Untargeted metabolomics was used to query the metabolic impact of submergence on the tolerant and intolerant rice varieties. In results obtained by both NMR spectroscopy and GC-MS, the metabolic profiles of the two varieties diverged as early as 1 d of submergence. Using both techniques, the tolerant variety was shown to significantly conserve carbohydrate resources. A comparison of the NMR and GC-MS results demonstrated that multiple analytical techniques provide the best metabolite coverage. Additionally, a previously unreported NMR resonance was identified as belonging to the methyl protons of the dipeptide alanylglycine (AlaGly). Although the metabolic function of the dipeptide is unclear, AlaGly was the only metabolite to decrease during submergence and not recover during the 1 d recovery period.

RPIP-UPLC-MS analysis provided a more targeted approach to metabolite profiling because of the sample preparation method employed and the selectivity of the RPIP separation for hydrophilic and ionic analytes. Phosphorylated mono- and disaccharides were targeted because of their signaling role in plant metabolism. For example, changes in trehalose-6-phosphate (T6P) levels, a key metabolite responsible for carbon sensing and flowering in plants, were monitored during and after submergence in the tolerant and intolerant rice varieties.

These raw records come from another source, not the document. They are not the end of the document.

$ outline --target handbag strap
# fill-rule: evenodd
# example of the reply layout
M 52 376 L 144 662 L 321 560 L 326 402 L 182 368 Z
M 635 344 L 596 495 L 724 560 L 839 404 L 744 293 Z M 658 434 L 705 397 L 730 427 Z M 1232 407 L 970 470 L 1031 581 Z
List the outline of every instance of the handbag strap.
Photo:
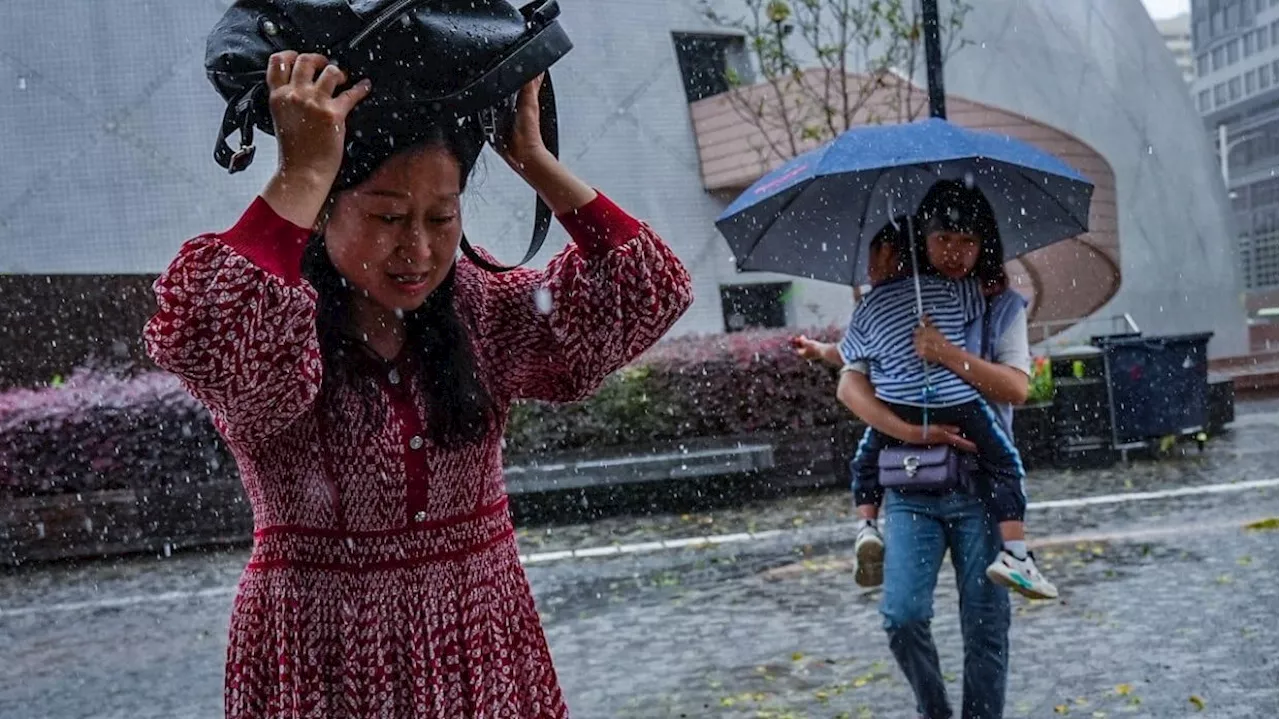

The development of automated and high-throughput chemometric techniques is critical for advances in disease detection, biomarker identification, and toxicological profiling. The coupling of untargeted metabolite profiling by NMR spectroscopy with a new chemometric approach based on z-score analyses, Visual Interpretation of Z-Score Ratios (VIZR), was used to determine differences in spectra from human urine and due to dietary supplementation. This approach can also be extended to biomarker identification in plants and other organisms.